There is a video game character called mind bender. Among other things, he can make an enemy unit run over to your side, that is, turn a foe into friend.

That's why he can bend their minds.

What would you call a mind bender in Latin?

My attempt: mens flector

According to Google Translate, mens means mind and flecto — to bend or twist.

4 Answers 4


This is a bit of a stretch, but …

Thinking along the lines of ossifragus (bone-breaking), I wonder if maybe you can form a compound adjective. -fragus is weirdly irregular, but there are more regular ways (see section 251). Noting that “-āx denotes a faulty or aggressive tendency,” you could form mentiflectax, -acis. The prefix menti- is derived from mens, mentis with the addition of the popular i infix. Mens itself seems a fine choice, and the alternatives like animus are unwieldy; it is quite a mouthful as it is.

This is an adjective, but you can use it as a standalone word like a noun if you like. (This is comparable, for example, to mendax, “prone to lying,” or “liar.”)

For example: Sumus oppugnati ab hostibus mentiflectacibus = “we were attacked by the mindbending enemies.”

Nihil sub sole novum: there was actually a video game with “Mindbenders” in the title as early as 1988 ;)

  • I wonder if mentiflex wouldn't be more natural (along the lines of e.g. pontifex).
    – TKR
    May 27, 2020 at 20:18

The verb flectere is indeed a great choice. The perfect participle stem is flex- (you may find the verb listed as flectō, flectere, flexī, flexus, and you need the last part), so the agent noun is flexor. I'm sure flector will be understood, but is not quite correctly formed.

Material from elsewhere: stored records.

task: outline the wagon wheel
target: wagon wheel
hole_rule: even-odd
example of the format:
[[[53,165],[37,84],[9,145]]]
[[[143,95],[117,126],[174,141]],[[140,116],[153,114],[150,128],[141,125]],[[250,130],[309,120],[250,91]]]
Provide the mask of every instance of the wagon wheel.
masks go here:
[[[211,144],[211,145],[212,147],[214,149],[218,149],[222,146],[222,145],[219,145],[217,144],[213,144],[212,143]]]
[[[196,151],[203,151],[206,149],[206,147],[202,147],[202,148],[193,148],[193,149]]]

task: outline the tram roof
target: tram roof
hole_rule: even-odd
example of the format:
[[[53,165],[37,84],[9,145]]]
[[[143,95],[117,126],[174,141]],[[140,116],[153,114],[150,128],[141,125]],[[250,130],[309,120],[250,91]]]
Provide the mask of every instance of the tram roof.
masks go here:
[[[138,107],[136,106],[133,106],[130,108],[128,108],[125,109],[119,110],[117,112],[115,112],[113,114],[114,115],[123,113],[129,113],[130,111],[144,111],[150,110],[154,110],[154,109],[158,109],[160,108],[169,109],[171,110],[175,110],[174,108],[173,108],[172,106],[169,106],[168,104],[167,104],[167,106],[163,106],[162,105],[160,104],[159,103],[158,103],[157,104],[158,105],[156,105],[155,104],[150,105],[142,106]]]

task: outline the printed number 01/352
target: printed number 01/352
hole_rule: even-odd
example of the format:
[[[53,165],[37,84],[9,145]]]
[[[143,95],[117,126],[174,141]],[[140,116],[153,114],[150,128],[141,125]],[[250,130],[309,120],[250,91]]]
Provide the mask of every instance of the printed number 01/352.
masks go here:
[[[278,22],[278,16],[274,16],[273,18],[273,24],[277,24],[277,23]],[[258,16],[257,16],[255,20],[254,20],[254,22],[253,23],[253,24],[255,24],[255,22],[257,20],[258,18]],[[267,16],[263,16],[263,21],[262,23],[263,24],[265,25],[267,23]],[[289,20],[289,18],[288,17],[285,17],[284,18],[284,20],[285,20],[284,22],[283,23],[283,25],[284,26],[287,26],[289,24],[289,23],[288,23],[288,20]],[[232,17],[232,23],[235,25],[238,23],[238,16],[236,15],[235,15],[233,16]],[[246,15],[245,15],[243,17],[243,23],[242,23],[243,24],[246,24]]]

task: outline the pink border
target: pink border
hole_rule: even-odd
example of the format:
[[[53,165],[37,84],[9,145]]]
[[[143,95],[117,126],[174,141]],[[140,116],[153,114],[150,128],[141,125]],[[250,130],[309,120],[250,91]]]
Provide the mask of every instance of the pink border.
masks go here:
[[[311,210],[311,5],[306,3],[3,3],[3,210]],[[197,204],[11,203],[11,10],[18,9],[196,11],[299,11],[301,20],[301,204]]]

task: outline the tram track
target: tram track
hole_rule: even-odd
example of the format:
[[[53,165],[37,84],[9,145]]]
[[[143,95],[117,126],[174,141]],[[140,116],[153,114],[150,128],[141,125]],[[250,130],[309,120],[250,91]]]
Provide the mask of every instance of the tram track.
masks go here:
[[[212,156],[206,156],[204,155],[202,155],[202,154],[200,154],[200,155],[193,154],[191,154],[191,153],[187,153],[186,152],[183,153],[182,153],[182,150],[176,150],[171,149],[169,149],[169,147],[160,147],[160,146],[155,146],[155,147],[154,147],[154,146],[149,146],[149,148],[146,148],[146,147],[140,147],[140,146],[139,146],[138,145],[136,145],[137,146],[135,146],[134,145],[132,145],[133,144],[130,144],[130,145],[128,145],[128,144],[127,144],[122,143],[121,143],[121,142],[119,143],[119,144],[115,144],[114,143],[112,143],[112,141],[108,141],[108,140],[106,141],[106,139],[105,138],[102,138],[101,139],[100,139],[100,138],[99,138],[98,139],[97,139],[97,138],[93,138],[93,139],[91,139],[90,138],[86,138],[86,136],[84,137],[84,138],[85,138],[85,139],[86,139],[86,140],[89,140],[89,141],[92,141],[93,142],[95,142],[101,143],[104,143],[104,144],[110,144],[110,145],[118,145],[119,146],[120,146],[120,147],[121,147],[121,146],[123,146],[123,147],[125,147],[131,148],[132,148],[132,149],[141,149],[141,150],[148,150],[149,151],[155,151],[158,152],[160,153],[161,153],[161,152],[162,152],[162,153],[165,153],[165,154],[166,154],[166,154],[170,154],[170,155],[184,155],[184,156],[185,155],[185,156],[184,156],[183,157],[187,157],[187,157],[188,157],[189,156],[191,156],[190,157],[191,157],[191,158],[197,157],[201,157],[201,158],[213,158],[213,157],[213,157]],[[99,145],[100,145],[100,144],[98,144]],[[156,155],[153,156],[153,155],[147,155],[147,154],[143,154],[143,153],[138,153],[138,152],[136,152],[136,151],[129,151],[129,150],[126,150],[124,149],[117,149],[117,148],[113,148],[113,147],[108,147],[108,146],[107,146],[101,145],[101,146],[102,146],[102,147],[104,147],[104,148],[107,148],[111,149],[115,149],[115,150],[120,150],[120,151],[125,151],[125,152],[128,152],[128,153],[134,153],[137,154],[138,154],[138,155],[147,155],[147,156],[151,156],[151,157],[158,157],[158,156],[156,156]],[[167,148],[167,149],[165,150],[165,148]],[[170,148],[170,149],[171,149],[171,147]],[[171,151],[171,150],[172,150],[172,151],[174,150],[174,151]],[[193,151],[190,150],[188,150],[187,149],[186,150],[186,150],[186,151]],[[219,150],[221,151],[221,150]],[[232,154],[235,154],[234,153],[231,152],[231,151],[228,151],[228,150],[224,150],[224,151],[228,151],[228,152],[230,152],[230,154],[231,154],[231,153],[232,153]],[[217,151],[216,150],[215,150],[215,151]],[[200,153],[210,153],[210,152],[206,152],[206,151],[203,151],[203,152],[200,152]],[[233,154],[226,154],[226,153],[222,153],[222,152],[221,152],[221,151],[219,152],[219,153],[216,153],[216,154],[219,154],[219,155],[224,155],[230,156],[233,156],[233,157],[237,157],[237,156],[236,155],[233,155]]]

Also, mens is great for "mind" here. As Figulus points out, the genitive is needed here. I would use the plural genitive; the person bends many minds. My form of choice is thus mentium.

I suggest the opposite word order. It is idiomatic in Latin and also — to my year — simply sounds better for a name. Thus I recommend flexor mentium, which is quite literally "bender of minds".


Welcome to the site!

I think you are on the right track, but I would change two details. Instead of mens in the nominative (which is Latin's subject case) I would use mentis, which is an objective genitive, since mind is the object of bending action.

I would also use flexor instead of flector, I think that is the more regular formation.

So, mentis flexor.


In the 1960s hallucinogenic drugs were referred to as "mind-bending", "mind-altering". Adherents, under the influence ("tripping"), believed that they could fly (a one-way trip), among other fantasies. Here, "bending" could be synonymous with "intoxicating".

In Latin, verb "to intoxicate" is given as "(ebrium) reddo", where adjective "ebrius" = drunk; intoxicated & "reddo" = "render" (Oxford). Giving (using a present participle):

"mentem reddens ebriam" = "mind-bending (intoxicating)"; literally, "rendering an intoxicated mind").

  • 1
    Perhaps this idea could work with inebriator, "drunk-maker", which is a one-word way of saying ebriam reddens. That with a partitive genitive (mentis/mentium inebriator) sounds pretty nice, even if not bending in the same way as the OP probably intended.
    – Joonas Ilmavirta
    May 28, 2020 at 11:41
  • @Joonas llmavirta: Thank you. There are always alternative approaches, even if they do get me into trouble. Mind (no pun intended) imagining that one can fly (people died on these "trips") is as "bending" as it gets.